Uit voorzorg krijgen coronapatiënten die in het ziekenhuis komen bloedverdunners. Volgens van den Toorn loopt een deel van de patiënten verhoogd risico op bloedstolsels en verstopping van de bloedvaten in bijvoorbeeld de longen. "Bij mensen die de hele dag in bed liggen stolt het bloed sneller, daarom krijgen mensen in het ziekenhuis meestal bloedverdunners. Omdat coronapatiënten extra risico lopen krijgen zij altijd bloedverdunners, soms in verhoogde doses."
In Nederland stelt de stichting werkgroep antibioticabeleid (SWAB) adviezen op voor de behandeling van coronapatiënten. De adviezen worden bijgewerkt als nieuw onderzoek daar aanleiding toe geeft. Ook de SWAB raadt remdesivir en dexamethason aan. "Verder ontraden wij het gebruik van de hiv-remmer lopinavir/ritonavir en van de antimalariamiddelen chloroquine en hydroxochloroquine, al dan niet gecombineerd met het antibioticum azitromycine", zegt Emilie Gieling, ziekenhuisapotheker in het UMC Utrecht en lid van de adviescommissie van de SWAB. "Die middelen hebben geen positief effect."

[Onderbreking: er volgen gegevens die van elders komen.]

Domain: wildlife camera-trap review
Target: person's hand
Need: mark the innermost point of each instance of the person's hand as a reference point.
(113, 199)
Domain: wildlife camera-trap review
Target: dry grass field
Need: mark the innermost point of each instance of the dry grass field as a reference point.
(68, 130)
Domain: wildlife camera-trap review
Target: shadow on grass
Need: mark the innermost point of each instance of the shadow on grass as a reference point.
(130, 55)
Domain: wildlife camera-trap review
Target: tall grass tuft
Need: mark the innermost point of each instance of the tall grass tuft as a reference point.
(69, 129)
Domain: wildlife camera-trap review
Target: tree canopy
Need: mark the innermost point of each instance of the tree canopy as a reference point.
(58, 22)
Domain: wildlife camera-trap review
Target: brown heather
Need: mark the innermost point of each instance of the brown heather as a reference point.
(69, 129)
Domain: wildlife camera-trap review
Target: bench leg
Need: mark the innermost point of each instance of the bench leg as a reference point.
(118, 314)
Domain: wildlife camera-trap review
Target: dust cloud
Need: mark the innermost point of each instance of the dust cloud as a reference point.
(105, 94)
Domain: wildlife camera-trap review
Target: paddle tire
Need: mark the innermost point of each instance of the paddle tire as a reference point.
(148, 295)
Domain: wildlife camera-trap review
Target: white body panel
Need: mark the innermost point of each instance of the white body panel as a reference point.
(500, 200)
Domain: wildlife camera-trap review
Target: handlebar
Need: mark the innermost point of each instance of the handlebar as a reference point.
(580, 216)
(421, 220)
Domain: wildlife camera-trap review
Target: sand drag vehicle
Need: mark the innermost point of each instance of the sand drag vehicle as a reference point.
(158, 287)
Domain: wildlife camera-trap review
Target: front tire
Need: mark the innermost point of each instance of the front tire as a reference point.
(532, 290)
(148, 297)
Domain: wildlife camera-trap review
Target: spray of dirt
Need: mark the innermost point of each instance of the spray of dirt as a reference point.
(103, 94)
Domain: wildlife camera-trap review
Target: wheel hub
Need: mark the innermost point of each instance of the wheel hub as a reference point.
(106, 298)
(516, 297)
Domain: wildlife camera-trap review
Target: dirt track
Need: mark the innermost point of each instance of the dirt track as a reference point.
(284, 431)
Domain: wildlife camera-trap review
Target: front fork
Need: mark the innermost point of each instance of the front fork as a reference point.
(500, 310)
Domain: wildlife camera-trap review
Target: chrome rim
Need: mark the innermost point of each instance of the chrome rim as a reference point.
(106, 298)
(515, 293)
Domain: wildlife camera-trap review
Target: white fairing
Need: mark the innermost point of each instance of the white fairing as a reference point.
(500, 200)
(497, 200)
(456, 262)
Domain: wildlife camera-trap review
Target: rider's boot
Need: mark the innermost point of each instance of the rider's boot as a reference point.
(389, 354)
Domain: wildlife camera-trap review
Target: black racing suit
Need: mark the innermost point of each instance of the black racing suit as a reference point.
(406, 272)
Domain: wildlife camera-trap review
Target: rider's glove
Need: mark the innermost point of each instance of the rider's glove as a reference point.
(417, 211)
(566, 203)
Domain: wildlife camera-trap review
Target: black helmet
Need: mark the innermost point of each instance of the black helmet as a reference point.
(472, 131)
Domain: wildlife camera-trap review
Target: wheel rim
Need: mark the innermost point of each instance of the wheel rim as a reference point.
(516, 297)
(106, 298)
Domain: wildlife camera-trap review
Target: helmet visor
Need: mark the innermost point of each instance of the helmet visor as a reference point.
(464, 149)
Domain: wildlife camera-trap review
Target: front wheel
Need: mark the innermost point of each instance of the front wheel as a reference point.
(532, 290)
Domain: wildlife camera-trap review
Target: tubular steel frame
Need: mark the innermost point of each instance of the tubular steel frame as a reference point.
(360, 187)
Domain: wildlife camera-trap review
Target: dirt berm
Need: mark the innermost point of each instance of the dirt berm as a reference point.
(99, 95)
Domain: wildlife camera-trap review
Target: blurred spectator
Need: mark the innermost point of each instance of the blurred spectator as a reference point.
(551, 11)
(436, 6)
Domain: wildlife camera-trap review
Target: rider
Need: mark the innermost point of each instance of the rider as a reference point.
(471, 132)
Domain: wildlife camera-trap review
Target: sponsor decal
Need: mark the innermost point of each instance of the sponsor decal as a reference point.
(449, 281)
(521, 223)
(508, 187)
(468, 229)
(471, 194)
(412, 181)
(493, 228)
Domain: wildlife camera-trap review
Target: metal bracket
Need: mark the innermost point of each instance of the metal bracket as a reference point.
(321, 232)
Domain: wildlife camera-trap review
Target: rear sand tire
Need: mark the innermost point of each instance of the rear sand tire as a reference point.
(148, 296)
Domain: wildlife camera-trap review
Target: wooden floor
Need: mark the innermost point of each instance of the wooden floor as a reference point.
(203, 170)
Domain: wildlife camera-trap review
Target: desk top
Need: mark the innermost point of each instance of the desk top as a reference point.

Op de IC wordt niet iedereen meer met hoge druk beademd. "Coronapatiënten met een klassieke longontsteking reageren daar goed op, maar mensen die last hebben van bloedstollingsproblemen hebben daar geen baat bij", zegt Gommers. "Het wordt meer personalised medicine."
Wat is de gezondheidswinst?
Over de gezondheidswinst die met de nieuwe behandelingen geboekt wordt, is geen consensus. Tijdens de eerste golf van besmettingen belandde zo'n 1,5 procent van de mensen die met het virus besmet raakten in het ziekenhuis en ongeveer een kwart daarvan kwam op de IC terecht, zei Jaap van Dissel van het RIVM vorige week in de Tweede Kamer.
Longarts Van den Toorn verwacht dat er straks zo'n 30 tot 40 procent minder patiënten naar de IC hoeven en dat de sterfte op de IC's met ongeveer een derde omlaag kan. Internist-infectioloog Verbon hoopt op 30 procent minder IC-opnames en zo'n 25 procent minder sterfte ten opzichte van de eerste golf. Beiden benadrukken ze dat het lastig is om te voorspellen hoe de resultaten van internationale onderzoeken zich precies vertalen naar de Nederlandse situatie.
Intensivist Gommers is voorzichtiger. Hij verwacht dat de ligduur van coronapatiënten omlaag kan, maar durft daar geen cijfers aan te hangen. "Wij selecteren bijvoorbeeld strenger dan het buitenland als het gaat om wie er op de IC's terechtkomen. We moeten in de tweede golf zien wat de nieuwe behandelmethoden opleveren voor de patiënten."
Nog veel te winnen
Ondanks alle vooruitgang is er nog veel te winnen. "Ik zou er nog steeds alles aan doen om een besmetting te voorkomen, want hoe goed de behandeling echt is moet nog blijken", zegt Verbon.
Volgens intensivist Gommers moeten we het ziektebeeld nog beter begrijpen. "We leggen met zijn allen een puzzel. En als ik positief ben, hebben we nu zo'n 25 procent gelegd."